How g is treated. Exact: g decreases with altitude (encoded in 1/r); field strength varies. Approx: g treated as constant = GM/R² at the surface.

Example where MUST use this formula. Exact: any satellite or spacecraft problem (e.g. orbit change, escape energy).

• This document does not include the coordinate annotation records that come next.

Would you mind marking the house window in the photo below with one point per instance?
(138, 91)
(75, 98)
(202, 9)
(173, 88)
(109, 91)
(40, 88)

Approx: any everyday near-surface problem (e.g. lifting a box 2 m).

Q4.1 — Mars orbital energy (4 marks)

GM_Marsm = (6.67 × 10⁻¹¹)(6.39 × 10²³)(500) = 2.131 × 10¹⁶ J m.

Surface: r_surface = 3.39 × 10⁶ m.

Option A: r_LMO = 3.39 × 10⁶ + 4.00 × 10⁵ = 3.79 × 10⁶ m.

ΔU = GMm(1/r_surface − 1/r_LMO) = 2.131 × 10¹⁶ × (2.950 × 10⁻⁷ − 2.639 × 10⁻⁷) = 2.131 × 10¹⁶ × 3.11 × 10⁻⁸ = 6.63 × 10⁸ J [1 + 1 marks].

Option B: r_B = 1.00 × 10⁷ m.

ΔU = 2.131 × 10¹⁶ × (2.950 × 10⁻⁷ − 1.000 × 10⁻⁷) = 2.131 × 10¹⁶ × 1.950 × 10⁻⁷ = 4.16 × 10⁹ J [1 + 1 marks].

Q4.2 — Validity of mgh for Mars (2 marks)

For Option A: h = 400 km; R_Mars = 3390 km; h/R ≈ 0.12 — about 12%, which is borderline (error ~12%) so mgh is not reliable [1]. For Option B: h ≈ 6600 km; h/R ≈ 1.9 — far larger than R, so mgh is completely invalid and the exact formula is essential [1].